High-ranking Catholic priest Monsignor William Lynn protected the dark "secrets" of child-abusing subordinates, a US prosecutor said Monday at the start of a landmark trial.
The trial of the most senior church official in the United States to be charged with covering up priests' sexual abuse of children began under heavy media scrutiny in Philadelphia.
Prosecutors are targeting Lynn for allegedly shuffling two priests suspected of child abuse to other positions, thereby enabling the crimes to continue.
Assistant district attorney Jacqueline Coelho described Lynn as the "keeper of the secrets," tasked with protecting the church from scandal and keeping parishioners in the dark. "The protection of children was the furthest thing from defendant Lynn's mind," Coelho said.
She promised the jury a painstaking review of church archives in which Lynn would be incriminated by his own words.
Defense attorneys were to give their opening statements later Monday.
The role of such a senior official, whose co-defendant Reverend James Brennan is accused of sexually abusing boys in the 1990s, makes the trial the first of its kind in the United States.

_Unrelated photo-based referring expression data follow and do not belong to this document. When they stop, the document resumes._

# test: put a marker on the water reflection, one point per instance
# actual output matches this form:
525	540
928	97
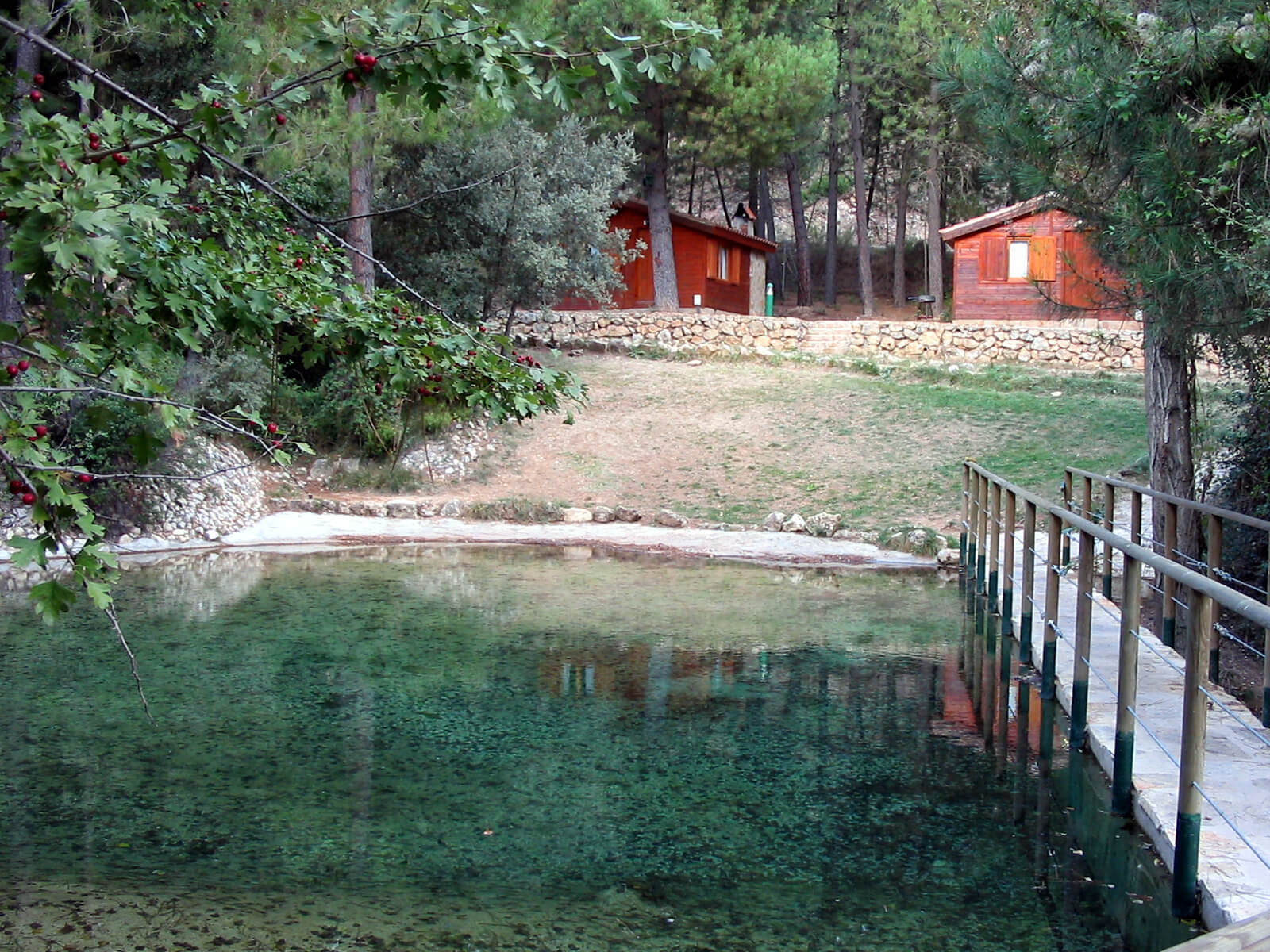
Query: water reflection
459	749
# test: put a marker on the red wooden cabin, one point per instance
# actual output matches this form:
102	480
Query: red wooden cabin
727	268
1029	260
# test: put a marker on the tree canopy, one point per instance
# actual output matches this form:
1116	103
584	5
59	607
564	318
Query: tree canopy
139	232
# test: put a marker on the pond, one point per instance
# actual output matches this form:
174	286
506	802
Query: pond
454	748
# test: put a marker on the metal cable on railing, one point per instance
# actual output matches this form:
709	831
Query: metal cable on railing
1233	828
1226	632
1155	736
1255	731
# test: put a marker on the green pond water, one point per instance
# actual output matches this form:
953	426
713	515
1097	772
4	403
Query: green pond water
448	748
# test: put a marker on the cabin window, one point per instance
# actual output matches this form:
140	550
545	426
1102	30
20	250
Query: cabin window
723	263
1018	267
1019	258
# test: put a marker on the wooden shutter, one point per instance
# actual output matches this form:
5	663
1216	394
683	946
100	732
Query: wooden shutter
994	263
1043	259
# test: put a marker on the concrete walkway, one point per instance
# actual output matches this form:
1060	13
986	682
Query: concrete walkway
1235	882
784	547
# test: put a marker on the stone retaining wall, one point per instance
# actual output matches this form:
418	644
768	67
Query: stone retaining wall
1087	348
704	332
715	332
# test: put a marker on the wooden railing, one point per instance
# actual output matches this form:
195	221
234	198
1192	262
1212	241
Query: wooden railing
1000	526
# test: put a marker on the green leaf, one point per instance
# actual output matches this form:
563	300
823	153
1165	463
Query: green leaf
52	600
99	593
29	551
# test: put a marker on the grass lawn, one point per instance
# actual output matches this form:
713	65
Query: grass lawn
732	441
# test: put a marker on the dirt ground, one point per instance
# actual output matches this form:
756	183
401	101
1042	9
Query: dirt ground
725	441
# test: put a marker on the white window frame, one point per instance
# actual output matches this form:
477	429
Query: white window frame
1018	259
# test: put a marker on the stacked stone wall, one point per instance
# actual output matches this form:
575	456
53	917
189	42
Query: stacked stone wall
715	332
1089	348
704	332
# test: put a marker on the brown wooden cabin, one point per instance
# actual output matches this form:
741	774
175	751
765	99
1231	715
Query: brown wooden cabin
725	267
1030	260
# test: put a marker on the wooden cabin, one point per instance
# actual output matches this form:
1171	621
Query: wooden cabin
727	268
1030	260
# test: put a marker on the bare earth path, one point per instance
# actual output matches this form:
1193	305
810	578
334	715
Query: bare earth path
732	441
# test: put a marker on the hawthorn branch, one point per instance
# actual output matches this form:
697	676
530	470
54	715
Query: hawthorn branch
133	659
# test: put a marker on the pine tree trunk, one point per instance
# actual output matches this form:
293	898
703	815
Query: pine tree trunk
899	279
831	221
1170	378
802	251
666	289
864	253
361	187
768	225
831	217
933	211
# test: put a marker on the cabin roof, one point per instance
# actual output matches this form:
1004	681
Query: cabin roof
999	217
708	228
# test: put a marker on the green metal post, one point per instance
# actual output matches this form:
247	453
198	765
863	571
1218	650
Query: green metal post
1083	625
981	602
972	543
1081	668
1007	566
1003	672
983	536
1214	568
1109	522
1067	505
988	673
965	524
1191	771
1049	653
994	545
1029	600
1127	689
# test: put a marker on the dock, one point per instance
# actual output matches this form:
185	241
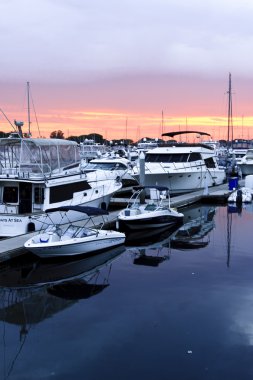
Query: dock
13	246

In a surprise pretrial twist Thursday, the other co-defendant, defrocked priest Edward Avery, pleaded guilty to his own sex crimes, thereby avoiding trial. He was immediately sentenced to between two-and-a-half and five years in prison.

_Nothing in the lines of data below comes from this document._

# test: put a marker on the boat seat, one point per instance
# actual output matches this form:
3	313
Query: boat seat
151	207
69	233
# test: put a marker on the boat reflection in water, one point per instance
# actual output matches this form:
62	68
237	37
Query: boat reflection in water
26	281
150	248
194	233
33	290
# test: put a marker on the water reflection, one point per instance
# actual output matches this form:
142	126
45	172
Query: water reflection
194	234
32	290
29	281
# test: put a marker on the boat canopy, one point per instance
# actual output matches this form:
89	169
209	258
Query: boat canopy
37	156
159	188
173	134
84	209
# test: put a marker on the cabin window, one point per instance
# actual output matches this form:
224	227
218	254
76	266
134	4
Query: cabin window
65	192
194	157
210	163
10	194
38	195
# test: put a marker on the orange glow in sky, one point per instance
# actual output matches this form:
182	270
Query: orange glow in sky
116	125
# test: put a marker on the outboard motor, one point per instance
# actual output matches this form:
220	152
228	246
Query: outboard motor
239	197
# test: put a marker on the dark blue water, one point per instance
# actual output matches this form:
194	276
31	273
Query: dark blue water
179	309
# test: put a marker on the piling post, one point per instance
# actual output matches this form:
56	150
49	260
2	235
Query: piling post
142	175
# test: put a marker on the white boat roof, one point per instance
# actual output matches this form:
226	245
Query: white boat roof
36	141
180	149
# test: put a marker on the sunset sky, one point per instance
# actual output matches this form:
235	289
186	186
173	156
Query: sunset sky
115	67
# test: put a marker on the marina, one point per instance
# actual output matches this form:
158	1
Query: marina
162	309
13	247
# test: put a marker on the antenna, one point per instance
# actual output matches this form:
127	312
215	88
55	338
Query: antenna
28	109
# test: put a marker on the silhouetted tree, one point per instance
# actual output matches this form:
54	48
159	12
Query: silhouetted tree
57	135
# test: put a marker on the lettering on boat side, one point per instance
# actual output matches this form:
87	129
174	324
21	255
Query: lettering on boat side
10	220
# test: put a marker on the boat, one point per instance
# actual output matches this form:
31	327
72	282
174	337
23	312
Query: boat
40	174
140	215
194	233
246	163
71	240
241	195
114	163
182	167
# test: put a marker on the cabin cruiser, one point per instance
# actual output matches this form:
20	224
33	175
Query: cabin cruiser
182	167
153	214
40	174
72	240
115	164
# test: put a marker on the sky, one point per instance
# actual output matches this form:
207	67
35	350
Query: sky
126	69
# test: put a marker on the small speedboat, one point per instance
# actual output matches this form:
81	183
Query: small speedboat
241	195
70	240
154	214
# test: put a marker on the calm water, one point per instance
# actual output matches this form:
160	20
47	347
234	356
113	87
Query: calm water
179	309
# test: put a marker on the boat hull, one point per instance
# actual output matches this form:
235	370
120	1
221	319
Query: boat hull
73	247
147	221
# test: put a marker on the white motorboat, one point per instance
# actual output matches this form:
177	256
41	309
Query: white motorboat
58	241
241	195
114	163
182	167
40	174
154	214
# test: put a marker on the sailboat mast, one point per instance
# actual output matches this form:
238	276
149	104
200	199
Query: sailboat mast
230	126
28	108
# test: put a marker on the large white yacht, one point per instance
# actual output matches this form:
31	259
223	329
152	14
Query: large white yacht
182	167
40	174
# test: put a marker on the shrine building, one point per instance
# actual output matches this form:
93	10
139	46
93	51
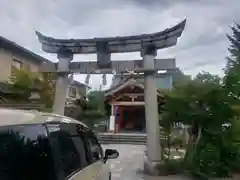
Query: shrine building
126	99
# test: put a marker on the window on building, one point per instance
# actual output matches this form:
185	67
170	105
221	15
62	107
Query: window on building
71	146
16	64
23	149
72	92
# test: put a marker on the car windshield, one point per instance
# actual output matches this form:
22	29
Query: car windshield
25	153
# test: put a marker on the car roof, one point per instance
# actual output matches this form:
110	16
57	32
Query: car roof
10	117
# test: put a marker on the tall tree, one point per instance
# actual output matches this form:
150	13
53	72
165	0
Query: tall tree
232	71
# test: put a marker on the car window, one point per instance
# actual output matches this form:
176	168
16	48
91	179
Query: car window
95	147
71	146
25	153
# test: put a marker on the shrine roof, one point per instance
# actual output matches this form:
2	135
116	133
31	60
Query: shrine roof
130	81
163	39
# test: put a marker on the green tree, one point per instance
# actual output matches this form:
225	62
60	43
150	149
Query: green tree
204	104
22	83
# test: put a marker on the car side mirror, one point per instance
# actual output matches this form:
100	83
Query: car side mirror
110	154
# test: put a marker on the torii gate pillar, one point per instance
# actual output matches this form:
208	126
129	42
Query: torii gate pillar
62	82
153	157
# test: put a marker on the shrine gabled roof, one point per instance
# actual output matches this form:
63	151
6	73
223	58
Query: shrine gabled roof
163	39
127	82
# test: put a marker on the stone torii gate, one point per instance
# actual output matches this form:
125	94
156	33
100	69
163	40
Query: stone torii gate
147	44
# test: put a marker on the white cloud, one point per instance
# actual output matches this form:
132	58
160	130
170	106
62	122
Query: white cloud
202	47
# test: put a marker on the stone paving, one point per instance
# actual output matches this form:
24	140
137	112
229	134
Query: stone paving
129	164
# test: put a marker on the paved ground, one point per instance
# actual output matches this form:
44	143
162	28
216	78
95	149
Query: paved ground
129	164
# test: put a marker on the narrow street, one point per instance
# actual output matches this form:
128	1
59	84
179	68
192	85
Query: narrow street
129	164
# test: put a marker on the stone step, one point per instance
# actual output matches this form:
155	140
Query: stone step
123	142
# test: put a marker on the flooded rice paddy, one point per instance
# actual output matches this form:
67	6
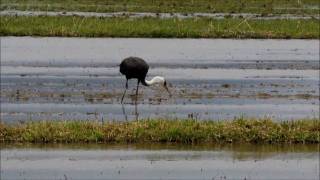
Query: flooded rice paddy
219	162
79	79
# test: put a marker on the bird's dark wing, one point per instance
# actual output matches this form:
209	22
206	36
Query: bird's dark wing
134	67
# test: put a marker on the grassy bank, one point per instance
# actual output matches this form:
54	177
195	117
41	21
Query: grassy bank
183	6
156	27
164	131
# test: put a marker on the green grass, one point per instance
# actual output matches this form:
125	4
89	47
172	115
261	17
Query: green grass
183	6
164	131
157	28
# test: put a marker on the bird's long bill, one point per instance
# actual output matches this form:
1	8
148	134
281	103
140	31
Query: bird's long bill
165	86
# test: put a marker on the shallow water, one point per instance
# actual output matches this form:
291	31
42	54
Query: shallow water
156	161
78	78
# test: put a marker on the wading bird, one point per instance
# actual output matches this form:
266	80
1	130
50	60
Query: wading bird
137	68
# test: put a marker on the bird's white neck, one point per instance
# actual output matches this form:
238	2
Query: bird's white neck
155	80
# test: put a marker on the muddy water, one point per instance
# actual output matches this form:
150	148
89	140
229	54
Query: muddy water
159	162
78	78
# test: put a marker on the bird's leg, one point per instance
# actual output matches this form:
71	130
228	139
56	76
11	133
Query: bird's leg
124	91
137	91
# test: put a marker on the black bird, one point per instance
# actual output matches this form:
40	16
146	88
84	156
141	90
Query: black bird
137	68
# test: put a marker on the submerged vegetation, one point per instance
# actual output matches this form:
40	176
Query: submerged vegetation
164	131
157	28
183	6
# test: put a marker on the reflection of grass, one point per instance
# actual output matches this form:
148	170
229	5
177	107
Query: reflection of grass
164	131
155	27
184	6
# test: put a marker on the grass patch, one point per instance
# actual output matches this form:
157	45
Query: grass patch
157	28
182	6
164	131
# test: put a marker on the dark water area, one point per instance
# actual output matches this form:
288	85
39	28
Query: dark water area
159	161
79	79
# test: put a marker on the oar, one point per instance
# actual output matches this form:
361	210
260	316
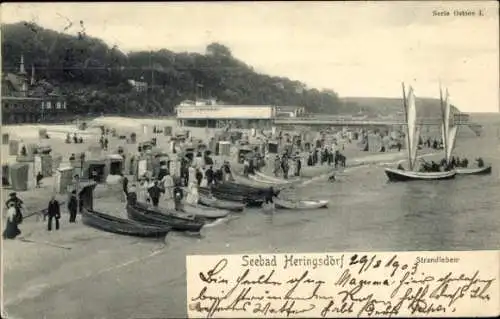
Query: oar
45	243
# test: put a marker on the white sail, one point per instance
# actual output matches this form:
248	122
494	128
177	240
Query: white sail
452	135
414	146
411	118
444	138
450	130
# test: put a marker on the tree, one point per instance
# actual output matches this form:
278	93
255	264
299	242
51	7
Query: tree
218	50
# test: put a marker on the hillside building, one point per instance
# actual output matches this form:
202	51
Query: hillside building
213	114
25	100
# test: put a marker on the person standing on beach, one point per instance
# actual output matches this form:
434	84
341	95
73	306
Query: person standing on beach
11	228
124	185
39	178
155	192
209	173
73	207
54	212
199	176
298	166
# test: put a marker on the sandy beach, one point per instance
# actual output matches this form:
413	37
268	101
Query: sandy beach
41	261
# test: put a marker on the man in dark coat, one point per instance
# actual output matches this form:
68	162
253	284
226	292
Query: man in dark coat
73	207
209	173
199	176
155	193
132	196
18	203
54	212
124	185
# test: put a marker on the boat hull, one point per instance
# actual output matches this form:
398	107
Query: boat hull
121	226
145	215
211	201
271	179
232	197
396	175
474	171
300	205
204	212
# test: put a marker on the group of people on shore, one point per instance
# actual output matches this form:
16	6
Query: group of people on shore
326	155
282	165
444	165
15	208
164	186
76	139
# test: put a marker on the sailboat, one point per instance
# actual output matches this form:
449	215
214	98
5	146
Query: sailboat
412	135
450	131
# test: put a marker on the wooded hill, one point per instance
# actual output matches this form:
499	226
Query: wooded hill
94	76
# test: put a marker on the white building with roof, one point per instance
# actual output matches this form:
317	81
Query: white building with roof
210	113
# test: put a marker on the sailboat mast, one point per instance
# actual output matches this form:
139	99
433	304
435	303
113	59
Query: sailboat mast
405	109
445	131
1	268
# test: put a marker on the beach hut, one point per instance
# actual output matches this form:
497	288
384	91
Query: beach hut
224	148
167	131
63	178
86	193
42	134
142	167
14	147
46	164
175	167
95	164
114	164
95	150
272	147
5	174
19	175
244	152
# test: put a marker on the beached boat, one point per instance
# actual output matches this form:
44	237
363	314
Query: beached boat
412	135
232	197
141	213
397	175
122	226
204	212
300	204
257	185
211	201
474	170
263	177
450	133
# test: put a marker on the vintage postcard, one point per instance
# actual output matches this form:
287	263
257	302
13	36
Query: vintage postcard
250	160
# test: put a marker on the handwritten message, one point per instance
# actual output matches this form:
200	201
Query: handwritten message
326	285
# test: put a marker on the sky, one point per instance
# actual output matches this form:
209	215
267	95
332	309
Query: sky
354	48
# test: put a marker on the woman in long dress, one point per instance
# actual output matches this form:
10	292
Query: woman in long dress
11	229
142	192
168	185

Defense lawyers filed papers seeking a delay in the trial, arguing that jurors may have learned of the plea over the weekend, a factor that could damage their clients' chance. The judge, Theresa Sarmina, rejected those arguments and ordered the trial to start.
The case threatens to widen the legal onslaught over a scandal that has already bled the Catholic Church of credibility and money.

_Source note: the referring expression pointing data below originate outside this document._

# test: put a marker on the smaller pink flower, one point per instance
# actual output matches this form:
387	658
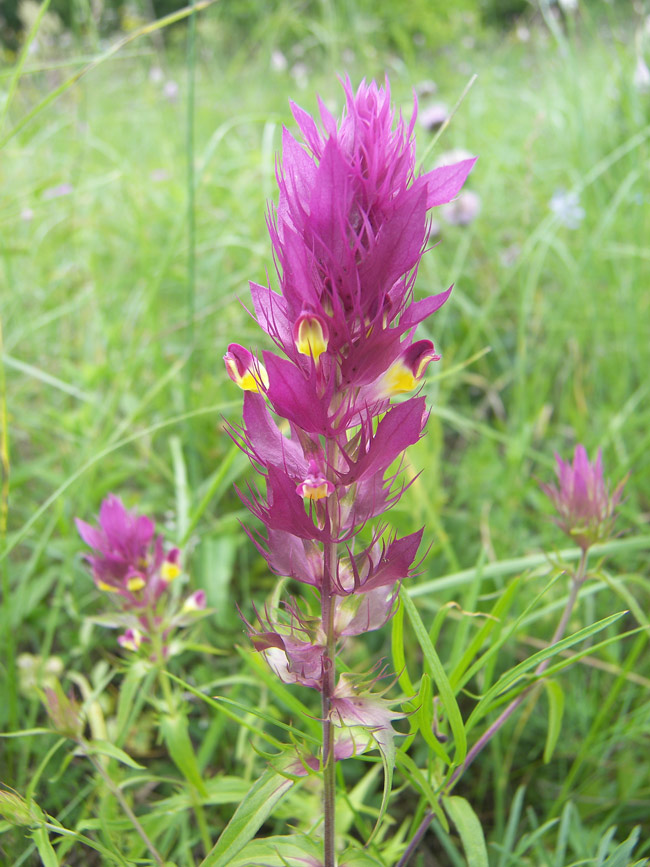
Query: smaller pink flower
583	500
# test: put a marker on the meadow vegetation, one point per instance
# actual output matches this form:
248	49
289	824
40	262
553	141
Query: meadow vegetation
132	218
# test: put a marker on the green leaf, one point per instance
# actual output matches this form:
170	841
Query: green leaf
495	621
175	732
555	710
45	848
106	748
447	697
219	790
516	673
278	852
354	857
385	741
419	782
425	719
133	693
253	811
399	659
469	828
279	690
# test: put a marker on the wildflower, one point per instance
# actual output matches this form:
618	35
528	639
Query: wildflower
129	560
567	208
131	564
243	369
195	602
348	234
583	500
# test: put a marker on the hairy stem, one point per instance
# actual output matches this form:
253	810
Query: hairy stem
329	674
577	581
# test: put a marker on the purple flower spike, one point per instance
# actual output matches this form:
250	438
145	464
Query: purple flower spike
583	500
348	233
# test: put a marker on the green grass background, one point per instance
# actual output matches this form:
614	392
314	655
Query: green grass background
115	318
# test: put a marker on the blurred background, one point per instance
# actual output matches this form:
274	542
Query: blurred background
137	169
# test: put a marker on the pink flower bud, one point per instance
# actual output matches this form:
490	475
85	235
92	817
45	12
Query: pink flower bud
583	500
131	640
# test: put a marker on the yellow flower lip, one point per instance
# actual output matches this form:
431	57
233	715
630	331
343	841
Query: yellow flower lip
311	335
407	371
169	571
315	486
244	369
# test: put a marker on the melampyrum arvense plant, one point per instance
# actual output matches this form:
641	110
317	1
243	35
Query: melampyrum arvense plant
348	234
327	435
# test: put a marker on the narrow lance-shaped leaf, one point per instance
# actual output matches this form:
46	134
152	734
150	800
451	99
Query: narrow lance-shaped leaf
447	698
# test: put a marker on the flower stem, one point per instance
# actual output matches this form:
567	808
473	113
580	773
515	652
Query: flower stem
329	675
577	581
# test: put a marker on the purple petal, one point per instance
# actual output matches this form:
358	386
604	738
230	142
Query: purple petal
446	182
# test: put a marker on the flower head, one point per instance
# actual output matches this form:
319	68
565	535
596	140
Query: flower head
128	559
132	564
583	499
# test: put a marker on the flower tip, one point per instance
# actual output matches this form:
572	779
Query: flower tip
131	640
169	571
195	602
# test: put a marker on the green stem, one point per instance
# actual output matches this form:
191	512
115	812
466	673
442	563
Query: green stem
115	791
329	676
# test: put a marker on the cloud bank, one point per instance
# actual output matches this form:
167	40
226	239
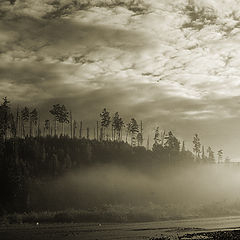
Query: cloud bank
173	64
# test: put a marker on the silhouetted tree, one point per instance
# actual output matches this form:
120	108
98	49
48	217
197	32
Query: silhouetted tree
133	129
33	120
25	119
117	124
211	157
105	122
60	114
220	156
196	146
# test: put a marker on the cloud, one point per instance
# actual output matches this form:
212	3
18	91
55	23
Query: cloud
174	64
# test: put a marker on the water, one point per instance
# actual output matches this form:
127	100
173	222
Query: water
153	229
123	231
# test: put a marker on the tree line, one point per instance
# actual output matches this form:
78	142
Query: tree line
26	123
34	151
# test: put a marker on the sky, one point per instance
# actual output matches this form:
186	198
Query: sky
172	64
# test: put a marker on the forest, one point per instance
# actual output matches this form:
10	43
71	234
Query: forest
34	152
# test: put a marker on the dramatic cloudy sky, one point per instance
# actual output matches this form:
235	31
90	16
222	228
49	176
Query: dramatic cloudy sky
175	64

"If these ranks of middle managers from which the bishops are drawn, if this really starts to be scrutinized, the people who have become bishops are going to be caught in the web," Terry McKiernan, from the website bishop-accountability.org, which tracks reported abuses, told AFP.
In laying out the case against Lynn, Coelho told the jury about roughly 11 priests, including Avery and Brennan, who had been accused of molesting children.
Some of those allegations dated back to the late 1940s, too long ago to be prosecuted. But Coelho told jurors that despite such allegations, each priest still received assignments from Lynn that put him in contact with children.
She faulted a church culture in which "the victims' accounts should be met with skepticism, and priests' accounts should be believed."
Avery, who pleaded guilty to sexually assaulting a boy under 13 years old, was sent to a facility specializing in rehabilitation of sex offender priests.
But, as in other alleged cases, Lynn then assigned Avery to a parish with a school, despite the fact that Avery's therapist warned against putting him around children.
At that parish, in the 1990s, Avery encountered a 10 year-old altar boy referred to in court documents as "Bill," and abused him.
In another incident described in court documents, Brennan allegedly raped a 14 year-old boy during a sleepover at Brennan's apartment in 1996.
Even after that boy's parents reported the rape to the archdiocese, Lynn did not take action beyond transferring Brennan within the Philadelphia region.
Defense lawyers are casting doubt on the credibility of two alleged victims who have long histories of drug abuse and also are looking to sue the archdiocese for millions of dollars in a civil suit.